What is the "binary:logistic" objective function in XGBoost?

Question

I am reading through Chen's XGBoost paper. He writes that during the $\text{t}^{\text{th}}$ iteration, the objective function below is minimised.

$$ L^{(t)} = \sum_{i}^n l(y_i, \hat{y}_i^{(t-1)} + f_t(x_i)) + \Omega (f_t)$$

Here, $l$ is a differentiable convex loss function, $f_t$ represents the $\text{t}^{\text{th}}$ tree and $\hat{y}_i^{(t-1)}$ represents the prediction of the $\text{i}^{\text{th}}$ instance at iteration $t-1$.

I was wondering what $l$ is when using XGBoost for binary classification?

Answer 1

It appears there is an option objective: "binary:logistic"
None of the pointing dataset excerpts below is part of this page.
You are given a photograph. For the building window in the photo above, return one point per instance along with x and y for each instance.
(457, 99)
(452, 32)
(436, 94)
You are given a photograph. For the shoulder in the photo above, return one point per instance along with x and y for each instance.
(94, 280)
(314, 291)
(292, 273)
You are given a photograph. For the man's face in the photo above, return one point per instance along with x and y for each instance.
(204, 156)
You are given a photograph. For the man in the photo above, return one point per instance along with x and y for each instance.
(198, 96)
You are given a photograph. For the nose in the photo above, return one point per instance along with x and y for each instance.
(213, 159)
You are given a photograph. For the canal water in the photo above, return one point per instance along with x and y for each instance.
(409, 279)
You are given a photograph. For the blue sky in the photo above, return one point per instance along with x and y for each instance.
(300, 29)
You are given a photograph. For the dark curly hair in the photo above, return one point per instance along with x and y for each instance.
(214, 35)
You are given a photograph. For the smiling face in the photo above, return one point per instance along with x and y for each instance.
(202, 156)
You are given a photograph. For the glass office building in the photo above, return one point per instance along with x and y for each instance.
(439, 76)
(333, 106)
“binary:logistic” –logistic regression for binary classification, output probability

“binary:logitraw” –logistic regression for binary classification, output score before logistic transformation

See http://xgboost.readthedocs.io/en/latest/parameter.html

(so log loss)

Answer 2

I'm just summarizing the comments under the problem description:

$l$ is the log likelihood of the bernoulli distribution, where $\text{logistic}(\hat{y}_i^{(t-1)} + f_t(x_i))$ is the probability. So the formula should be $$l = y_i \log(\text{logistic}(\hat{y}_i^{(t-1)} + f_t(x_i))) + (1-y_i)\log(1-\text{logistic}(\hat{y}_i^{(t-1)} + f_t(x_i)))$$

or algebraically equivelent, $$l = y_i (\hat y_i^{t-1} + f_t(x_i)) - \log(1 + \exp (\hat y_i^{t-1} + f_t(x_i)))$$ using the property that $\sigma(-z)=1 - \sigma(z)$.